If your website uses these tactics, it  is likely to be marked as spam:


forums are full Copas
fake search pages and full of PPC advertising
fake blogs full of PPC ads (splog - spam blogs)
thin affiliate site which no other purpose than to make money
less original content
page containing only PPC without any or little content
parked domain

text or hidden links
redirection via multiple URLs
domain rotation objectives
keyword stuffing
using PPC but the page is not relevant to the purpose of advertising
ad and content paste (copy-paste)
PPC ads are full of feed
doorway pages


5. Some of the results are "important" to Google

As mentioned above, Google has five categories of relevance. Category of "important" is for the website to appear in search results. For example, apple.com is expected to occupy the top results for the search term "apple".

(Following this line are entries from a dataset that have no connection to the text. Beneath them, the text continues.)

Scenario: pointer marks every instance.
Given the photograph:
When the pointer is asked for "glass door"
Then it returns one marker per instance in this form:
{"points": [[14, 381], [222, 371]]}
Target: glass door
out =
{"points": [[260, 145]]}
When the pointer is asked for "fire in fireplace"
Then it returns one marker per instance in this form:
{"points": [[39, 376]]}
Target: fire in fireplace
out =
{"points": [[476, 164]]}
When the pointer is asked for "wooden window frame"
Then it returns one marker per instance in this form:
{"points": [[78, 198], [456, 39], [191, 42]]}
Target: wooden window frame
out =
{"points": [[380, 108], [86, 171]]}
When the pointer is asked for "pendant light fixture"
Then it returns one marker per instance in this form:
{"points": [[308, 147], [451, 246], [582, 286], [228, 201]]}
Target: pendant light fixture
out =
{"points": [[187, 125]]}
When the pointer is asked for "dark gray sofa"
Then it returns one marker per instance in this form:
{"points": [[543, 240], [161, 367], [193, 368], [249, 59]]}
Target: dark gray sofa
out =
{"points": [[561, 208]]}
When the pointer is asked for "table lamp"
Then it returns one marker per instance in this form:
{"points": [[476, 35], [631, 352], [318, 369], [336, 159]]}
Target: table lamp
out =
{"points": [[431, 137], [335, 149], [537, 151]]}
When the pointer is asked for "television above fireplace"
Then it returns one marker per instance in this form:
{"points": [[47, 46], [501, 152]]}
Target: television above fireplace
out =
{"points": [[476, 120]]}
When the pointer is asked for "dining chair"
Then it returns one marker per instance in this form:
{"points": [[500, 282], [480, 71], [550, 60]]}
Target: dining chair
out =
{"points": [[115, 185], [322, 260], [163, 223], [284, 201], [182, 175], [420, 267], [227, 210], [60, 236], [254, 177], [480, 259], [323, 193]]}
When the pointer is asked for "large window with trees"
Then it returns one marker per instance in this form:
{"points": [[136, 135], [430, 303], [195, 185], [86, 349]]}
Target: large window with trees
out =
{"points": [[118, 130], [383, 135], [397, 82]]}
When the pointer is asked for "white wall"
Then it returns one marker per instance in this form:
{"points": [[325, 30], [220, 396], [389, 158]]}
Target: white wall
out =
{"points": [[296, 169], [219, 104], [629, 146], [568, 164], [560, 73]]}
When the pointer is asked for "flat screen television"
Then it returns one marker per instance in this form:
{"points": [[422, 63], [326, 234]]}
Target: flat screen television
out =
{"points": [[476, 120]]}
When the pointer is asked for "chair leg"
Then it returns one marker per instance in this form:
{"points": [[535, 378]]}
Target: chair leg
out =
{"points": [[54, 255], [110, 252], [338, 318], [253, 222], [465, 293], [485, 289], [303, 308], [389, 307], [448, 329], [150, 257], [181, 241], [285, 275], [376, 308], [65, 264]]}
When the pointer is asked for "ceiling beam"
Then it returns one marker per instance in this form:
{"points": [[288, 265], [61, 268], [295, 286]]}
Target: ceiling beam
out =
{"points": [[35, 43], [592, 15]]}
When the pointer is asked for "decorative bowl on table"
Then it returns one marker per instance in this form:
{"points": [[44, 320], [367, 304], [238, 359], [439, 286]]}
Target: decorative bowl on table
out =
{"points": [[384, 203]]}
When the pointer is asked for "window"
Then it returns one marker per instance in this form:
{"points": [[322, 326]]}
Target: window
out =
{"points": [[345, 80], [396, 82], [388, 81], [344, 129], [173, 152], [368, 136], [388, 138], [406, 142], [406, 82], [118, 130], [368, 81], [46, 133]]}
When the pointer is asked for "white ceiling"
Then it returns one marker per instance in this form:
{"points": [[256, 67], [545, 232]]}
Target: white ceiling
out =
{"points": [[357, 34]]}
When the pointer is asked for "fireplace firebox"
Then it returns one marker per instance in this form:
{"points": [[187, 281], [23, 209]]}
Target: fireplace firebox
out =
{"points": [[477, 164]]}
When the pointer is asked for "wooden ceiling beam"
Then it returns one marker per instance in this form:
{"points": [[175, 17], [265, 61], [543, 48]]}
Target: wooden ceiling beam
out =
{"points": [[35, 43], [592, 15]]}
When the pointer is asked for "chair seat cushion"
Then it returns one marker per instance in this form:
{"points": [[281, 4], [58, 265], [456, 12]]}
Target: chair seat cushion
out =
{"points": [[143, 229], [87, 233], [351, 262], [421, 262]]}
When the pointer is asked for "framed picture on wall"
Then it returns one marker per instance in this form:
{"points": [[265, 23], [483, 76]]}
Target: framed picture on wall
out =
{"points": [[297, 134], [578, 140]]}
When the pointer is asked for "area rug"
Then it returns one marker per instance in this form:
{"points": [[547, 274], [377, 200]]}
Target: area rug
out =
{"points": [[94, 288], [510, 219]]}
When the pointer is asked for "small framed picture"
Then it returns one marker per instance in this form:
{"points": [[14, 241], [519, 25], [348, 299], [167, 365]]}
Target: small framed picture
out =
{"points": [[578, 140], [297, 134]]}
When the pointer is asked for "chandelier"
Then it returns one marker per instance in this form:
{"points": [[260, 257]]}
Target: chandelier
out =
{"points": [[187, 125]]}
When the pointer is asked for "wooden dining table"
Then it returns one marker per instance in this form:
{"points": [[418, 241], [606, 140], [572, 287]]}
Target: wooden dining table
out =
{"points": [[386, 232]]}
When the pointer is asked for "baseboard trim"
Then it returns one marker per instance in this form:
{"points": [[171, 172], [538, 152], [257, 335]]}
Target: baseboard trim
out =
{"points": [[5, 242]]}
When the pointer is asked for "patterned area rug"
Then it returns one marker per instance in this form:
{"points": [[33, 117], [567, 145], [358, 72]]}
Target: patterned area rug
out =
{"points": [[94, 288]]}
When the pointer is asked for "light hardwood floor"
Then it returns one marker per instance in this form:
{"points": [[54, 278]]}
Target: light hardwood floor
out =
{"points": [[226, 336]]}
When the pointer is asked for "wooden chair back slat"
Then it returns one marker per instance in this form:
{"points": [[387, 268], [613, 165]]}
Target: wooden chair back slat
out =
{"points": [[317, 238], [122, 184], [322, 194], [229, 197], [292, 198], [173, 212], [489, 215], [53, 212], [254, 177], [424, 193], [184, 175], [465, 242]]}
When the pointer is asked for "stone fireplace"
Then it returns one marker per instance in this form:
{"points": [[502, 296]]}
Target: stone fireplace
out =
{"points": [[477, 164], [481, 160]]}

Social media profile pages a company (on Facebook, etc.) is not considered "essential" according to Google's quality rater guidebook.

Generic query has no results "important". Some search keywords such as "travel destinations" is always generic. No results were "essential" for the query, and the domain name that exactly matches the query type is not making a website is "important".

6. We distinguish three types of search queries

According to Google, search queries can be classified into action ("do"), query information ("know") and navigational query ("go").

A search query can only be included in the classification only and determine the types of query results are considered relevant. For example, action-oriented query ("buy mp3 player") should have the results-oriented action.

6. Relevant pages must be error-free, in the appropriate language, and directed / targeted

If Google thinks are misspelled in a query, the relevance of search results based on what I think is the correct spelling / should be.

Search results that do not match the query language scored low relevance. If the query involves a particular country, relevant results must come from the country.

The search results page should match the query. Searches are 'long tail' will show different results. A very long query should give a wider coverage results.